Midwest economy: February glance at Kansas, Missouri
The Institute for Supply Management, formerly the Purchasing Management Association, began formally surveying its membership in 1931 to gauge business conditions.
The Creighton Economic Forecasting Group uses the same methodology as the national survey to consult supply managers and business leaders. Creighton University economics professor Ernie Goss oversees the report.
The overall index ranges between 0 and 100. Growth neutral is 50, and a figure greater than 50 indicates an expanding economy over the next three to six months.
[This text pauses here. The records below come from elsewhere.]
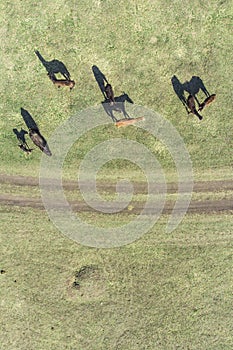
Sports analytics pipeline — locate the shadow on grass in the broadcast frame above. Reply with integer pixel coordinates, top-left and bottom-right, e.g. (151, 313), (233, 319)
(13, 128), (33, 154)
(171, 75), (213, 113)
(92, 66), (133, 122)
(92, 66), (108, 99)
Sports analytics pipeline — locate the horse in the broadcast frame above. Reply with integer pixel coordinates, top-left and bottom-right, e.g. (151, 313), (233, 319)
(35, 50), (70, 80)
(198, 94), (216, 111)
(104, 84), (115, 105)
(102, 92), (133, 122)
(29, 129), (52, 156)
(48, 73), (75, 91)
(187, 95), (203, 120)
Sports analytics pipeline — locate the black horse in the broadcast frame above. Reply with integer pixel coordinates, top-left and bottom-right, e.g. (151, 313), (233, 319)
(35, 50), (70, 80)
(102, 92), (133, 122)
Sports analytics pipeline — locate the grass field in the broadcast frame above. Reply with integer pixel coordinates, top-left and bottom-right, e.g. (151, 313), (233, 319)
(0, 0), (233, 350)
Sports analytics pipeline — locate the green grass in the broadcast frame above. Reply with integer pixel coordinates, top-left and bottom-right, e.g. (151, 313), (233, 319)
(0, 0), (233, 350)
(0, 207), (233, 350)
(0, 0), (233, 175)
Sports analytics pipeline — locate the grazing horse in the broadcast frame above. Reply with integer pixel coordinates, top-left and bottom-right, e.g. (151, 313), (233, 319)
(198, 94), (216, 111)
(104, 84), (115, 106)
(35, 50), (70, 80)
(29, 129), (52, 156)
(102, 92), (133, 122)
(13, 129), (33, 154)
(13, 128), (28, 147)
(48, 73), (75, 91)
(18, 144), (33, 154)
(187, 95), (203, 120)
Here are the state-by-state results for February:
Kansas: Kansas' overall index dropped to 52.7 in February from 53.8 in January. Components of the index were new orders at 35.9, production or sales at 56.2, delivery lead time at 56.2, employment at 54.6 and inventories at 51.7. Durable-goods producers, including agriculture machinery manufacturers and metal manufacturing, are slowly shedding jobs. "With recent pullbacks, compared to pre-recession levels, this heavy-manufacturing sector has lost more than 24,000 jobs," Goss said. Average weekly wages for all Kansas workers, according to the statistics bureau, have grown 3.6 percent over the past year.
Missouri: The February index rose to 56.8 last month from January's 56.1. Components of the index were new orders at 59.1, production or sales at 64.1, delivery lead time at 55.1, inventories at 54.5 and employment at 51.5. Missouri's durable-goods manufacturers are growing at a very healthy pace. Goss said. "However, even with this recent healthy growth, compared to pre-recession levels, this heavy-manufacturing sector has lost almost 32,000 jobs," he said. Average weekly wages for all Missouri workers have sunk by 1.8 percent over the past year, the statistics bureau said.